In my opinion, this is not the main question today. Approximately 60 banks operate in Ukraine. This is significantly fewer than in many European Union countries. For comparison, Germany has over 1,000 banking institutions, Poland has over 500, and Austria has nearly 400.
But quantity alone guarantees nothing. The main question is different: how many of these banks are ready to systematically work with micro, small, and medium-sized businesses (MSMEs).
MSMEs today are the foundation of the Ukrainian economy.
According to World Bank data, MSMEs account for over 90% of businesses worldwide and provide over 50% of jobs. In Ukraine, the role of micro, small, and medium-sized businesses during the war has become even more critical.
Micro, small, and medium-sized businesses in Ukraine represent over six million jobs. The majority of these are precisely micro and small businesses. In fact, every second working Ukrainian is connected to the MSME sector.
During the war, this segment has demonstrated the greatest adaptability. Entrepreneurs opened production facilities in new regions, relocated teams, created jobs, and found new markets.
But at the same time, MSMEs remain the segment for which access to financing is often the most difficult. And here we face a paradox.
In recent years, the National Bank has done tremendous work to strengthen the financial system. Ukrainian banks remain resilient even during full-scale war. There is liquidity in the system. There is capital.
However, in practice, thousands of entrepreneurs continue to experience a shortage of financing. The reason is not a lack of resources.
The reason is that a significant portion of the financial sector has still not learned to effectively manage MSME risks.
Many businesses do not fail due to a lack of customers or orders. They fail due to cash flow gaps.
An entrepreneur ships goods today but receives payment in 60 or 90 days. For a large company, this is an inconvenience. For a small business, this can cause operations to halt.
That is why the next stage of financial system development should not only ensure stability. It should create conditions under which MSME financing becomes as clear and widespread a product as retail lending is today.
Factoring, digital credit solutions, embedded finance, new scoring models, open data, and automated business analysis are already gradually changing the rules of the game.

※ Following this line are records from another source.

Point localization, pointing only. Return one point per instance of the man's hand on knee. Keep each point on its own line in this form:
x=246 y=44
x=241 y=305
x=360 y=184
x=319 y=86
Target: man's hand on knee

And it is important that the regulator in recent years has consistently supported this direction, creating conditions for the digitalization of financial services and the development of new financing models.
After the war, Ukraine will need not only infrastructure reconstruction.
It will need new economic growth. And this will be provided not only by large corporations. It will be provided by hundreds of thousands of entrepreneurs. Therefore, the main question for the banking system today is simple. Not how many banks operate in Ukraine. But how many banks are truly ready to finance the development of Ukrainian MSMEs?
It seems that the Ukrainian economy today needs financial institutions of a new generation. If you combine a banking license, deep expertise in financing micro, small, and medium-sized businesses, modern scoring models, and embedded financial products, you can get not just another bank.
You can create a new type of banking institution that will work with entrepreneurs differently than has traditionally occurred in the Ukrainian banking sector.